Amodio compares the men’s hockey program at Quinnipiac to the men’s basketball program at Gonzaga, a small University with about 4,900 undergraduates that has succeeded at a high level for a long time. Gonzaga has made the NCAA men’s basketball tournament every year since 1999 and finished in the top 10 of the final Associated Press poll for seven consecutive years.

Like Gonzaga with basketball, Quinnipiac has made it a priority to invest in hockey, and the fans have taken notice. Quinnipiac has a 300- to 400-person waiting list for season tickets at its home arena, which is almost always filled to capacity, and sold out its allotment of 600 tickets for the Frozen Four. Hundreds of more Quinnipiac supporters are making the trip to Tampa, too.

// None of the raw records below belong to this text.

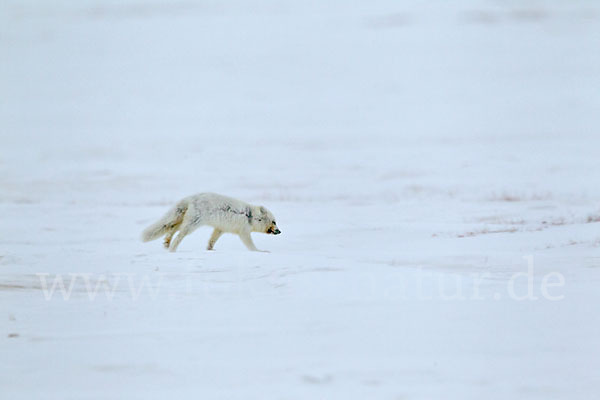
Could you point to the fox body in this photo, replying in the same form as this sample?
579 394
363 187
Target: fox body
224 214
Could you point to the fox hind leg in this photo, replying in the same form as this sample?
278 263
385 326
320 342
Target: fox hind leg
169 236
213 238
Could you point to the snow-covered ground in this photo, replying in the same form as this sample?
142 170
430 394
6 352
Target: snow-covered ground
434 167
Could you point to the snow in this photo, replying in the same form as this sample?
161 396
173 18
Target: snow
433 167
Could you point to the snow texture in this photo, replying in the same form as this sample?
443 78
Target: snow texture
416 155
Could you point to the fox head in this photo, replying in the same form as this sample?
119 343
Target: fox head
265 222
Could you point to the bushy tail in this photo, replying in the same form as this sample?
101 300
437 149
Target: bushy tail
171 219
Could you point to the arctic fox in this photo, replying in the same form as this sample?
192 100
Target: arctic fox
223 213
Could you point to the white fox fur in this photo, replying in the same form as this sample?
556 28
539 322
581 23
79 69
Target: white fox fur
223 213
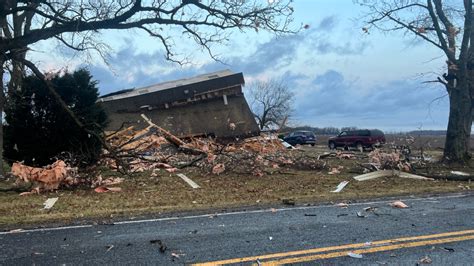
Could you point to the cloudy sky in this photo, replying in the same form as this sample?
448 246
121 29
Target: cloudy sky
340 75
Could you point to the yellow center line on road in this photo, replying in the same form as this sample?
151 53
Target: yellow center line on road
369 250
333 248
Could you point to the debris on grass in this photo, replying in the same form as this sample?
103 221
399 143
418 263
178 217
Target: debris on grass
354 255
425 260
255 156
340 187
460 173
218 169
19 230
188 181
388 173
47 178
107 189
49 203
398 204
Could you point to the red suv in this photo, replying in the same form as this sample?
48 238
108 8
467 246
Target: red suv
360 139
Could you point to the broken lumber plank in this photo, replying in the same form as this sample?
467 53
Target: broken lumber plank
412 176
170 137
188 180
386 173
373 175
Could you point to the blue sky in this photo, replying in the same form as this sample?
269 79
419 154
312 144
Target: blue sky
340 75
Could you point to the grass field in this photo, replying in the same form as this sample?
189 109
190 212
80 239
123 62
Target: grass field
146 195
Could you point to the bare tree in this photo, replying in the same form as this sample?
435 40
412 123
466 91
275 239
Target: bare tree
447 25
78 25
270 102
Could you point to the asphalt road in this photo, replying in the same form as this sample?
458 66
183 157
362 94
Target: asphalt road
439 229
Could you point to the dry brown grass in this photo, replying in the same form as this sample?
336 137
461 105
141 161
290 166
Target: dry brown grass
143 195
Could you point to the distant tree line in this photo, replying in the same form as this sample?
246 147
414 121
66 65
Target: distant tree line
319 130
335 131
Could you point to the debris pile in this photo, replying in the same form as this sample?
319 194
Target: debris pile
389 160
154 148
47 178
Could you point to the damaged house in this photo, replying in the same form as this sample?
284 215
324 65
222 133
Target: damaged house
210 104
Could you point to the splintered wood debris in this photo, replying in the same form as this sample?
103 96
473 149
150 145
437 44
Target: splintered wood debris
188 180
389 173
154 147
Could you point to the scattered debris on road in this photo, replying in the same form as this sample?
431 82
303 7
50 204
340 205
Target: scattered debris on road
460 173
398 204
425 260
340 187
342 205
290 202
160 244
354 255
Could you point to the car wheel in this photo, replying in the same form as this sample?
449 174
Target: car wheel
332 145
359 147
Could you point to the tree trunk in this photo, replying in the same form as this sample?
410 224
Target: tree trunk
456 148
2 107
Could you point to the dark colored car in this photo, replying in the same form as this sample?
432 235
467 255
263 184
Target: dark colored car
360 139
301 137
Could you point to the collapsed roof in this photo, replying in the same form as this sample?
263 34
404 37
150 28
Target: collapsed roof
209 104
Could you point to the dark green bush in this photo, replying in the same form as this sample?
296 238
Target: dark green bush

The Bobcats aren’t satisfied with the status quo, though. Quinnipiac is set to begin a renovation of the hockey locker room and lounges, and alumni and donors are planning to create a name, image and likeness program for hockey players, according to Amodio, who added that he has “ongoing conversations” with Pecknold about the program.

Through the years, numerous colleges have approached Pecknold about coaching jobs. Each time, he has said no.

“I've considered (other jobs), but my wife and I love where we live and our four kids (ages 9, 14, 16 and 17) are settled,” he said. “Quinnipiac is a great place to work. I’ve definitely looked at opportunities, but sometimes I’m like, ‘The grass is not always greener on the other side of the fence.’ I’ve got a great job, I’ve got a great situation and my family is in a great situation.”